Today that's changed. In 2017, the National Institutes of Health issued an amendment to its policies on enrolling women and minorities in clinical trials -- the new language mandates study results are reported by sex/gender and race/ethnicity. In 2020, the NIH issued its first research grant on sex and gender, calling it a "milestone achievement."
While extending fertility will be one outcome of the research in the field, scientists aren't trying to help people get pregnant naturally in their 50s, 60s and 70s, said Dr. Kara Goldman, an associate professor of obstetrics and gynecology at Northwestern's Feinberg School of Medicine.

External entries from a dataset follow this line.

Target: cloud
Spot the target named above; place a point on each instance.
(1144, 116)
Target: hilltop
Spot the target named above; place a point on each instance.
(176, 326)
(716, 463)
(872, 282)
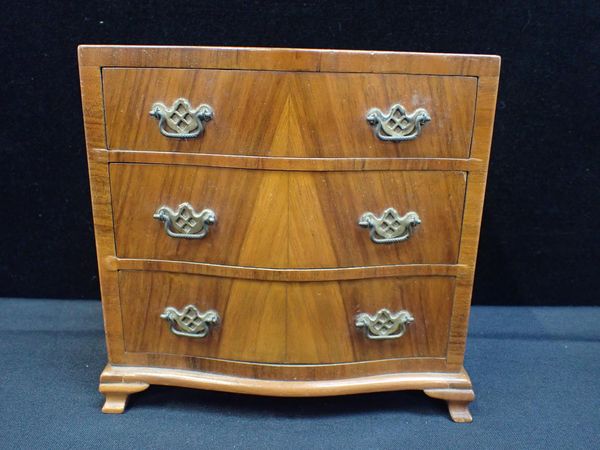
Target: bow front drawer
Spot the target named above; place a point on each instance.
(286, 219)
(275, 322)
(299, 114)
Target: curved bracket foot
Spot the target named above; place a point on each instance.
(117, 394)
(458, 402)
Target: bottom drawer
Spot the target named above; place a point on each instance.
(295, 323)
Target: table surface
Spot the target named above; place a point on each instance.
(535, 372)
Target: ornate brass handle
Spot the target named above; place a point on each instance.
(186, 223)
(391, 227)
(190, 322)
(397, 124)
(180, 120)
(384, 324)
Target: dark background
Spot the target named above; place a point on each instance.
(539, 243)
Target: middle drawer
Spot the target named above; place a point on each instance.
(286, 219)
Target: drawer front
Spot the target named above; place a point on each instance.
(325, 209)
(296, 323)
(288, 219)
(250, 208)
(290, 114)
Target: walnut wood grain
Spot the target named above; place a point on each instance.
(325, 208)
(440, 377)
(443, 383)
(269, 274)
(286, 59)
(289, 114)
(274, 322)
(251, 208)
(293, 164)
(286, 219)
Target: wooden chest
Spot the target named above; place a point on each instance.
(287, 222)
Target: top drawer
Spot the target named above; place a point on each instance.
(295, 114)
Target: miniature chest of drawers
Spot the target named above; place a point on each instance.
(287, 222)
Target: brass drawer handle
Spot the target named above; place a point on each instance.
(186, 223)
(391, 227)
(384, 324)
(190, 322)
(180, 120)
(397, 124)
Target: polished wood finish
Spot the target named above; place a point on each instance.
(291, 220)
(289, 113)
(325, 208)
(251, 229)
(275, 322)
(297, 146)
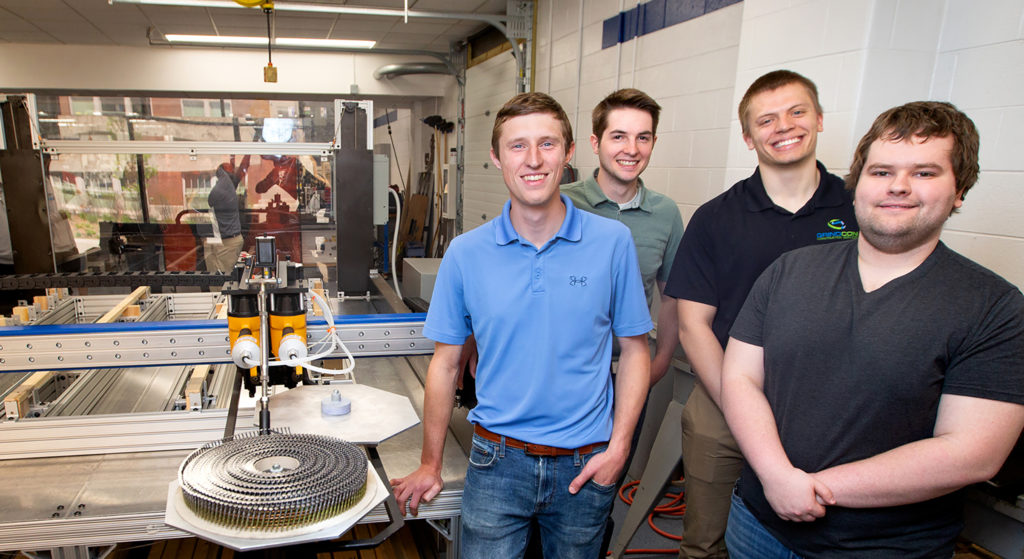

"That would be a completely irresponsible goal and ultimately a shortsighted one. We're thinking about the bigger picture: The best way to prevent the health impact of menopause is to prolong the ovaries' natural functioning," Goldman said.
With the help of investors, Garrison has launched the Global Consortium for Reproductive Longevity and Equality. The center is funding research to accelerate the pace of discovery on the underlying causes of accelerated aging in the ovaries.
Since science knows so little about the female reproductive cycle, research is forced to start with the basics, Garrison said.
"What's the fundamental cause of this decline in egg quality and quantity with age? We don't know the answer to that," she said. "The age of natural menopause is really variable at the individual level, and we don't know why."
In fact, science doesn't even understand why humans go through menopause at all. Only four other mammals -- killer whales (orcas), short-finned pilot whales, beluga whales and narwhals -- end their menstrual cycles and have a post-reproductive life span.
"Why does a woman's reproductive span correlate with her overall life span? Even brothers of women who go through menopause later tend to live longer," Garrison added. "There's a genetic component there that's clearly very important, and we don't understand it at all."
If basic questions about the ovaries could be answered, "we would have this thing cracked," Garrison said.
"It's not a moon shot -- a moon shot would be to get rid of menopause altogether," she said. "But understanding what causes it and figuring out interventions that would extend it a little bit by one year, two years, five years, 10 years -- that is very achievable."
Correction: A previous version of this article misstated the name of the consortium launched by Jennifer Garrison.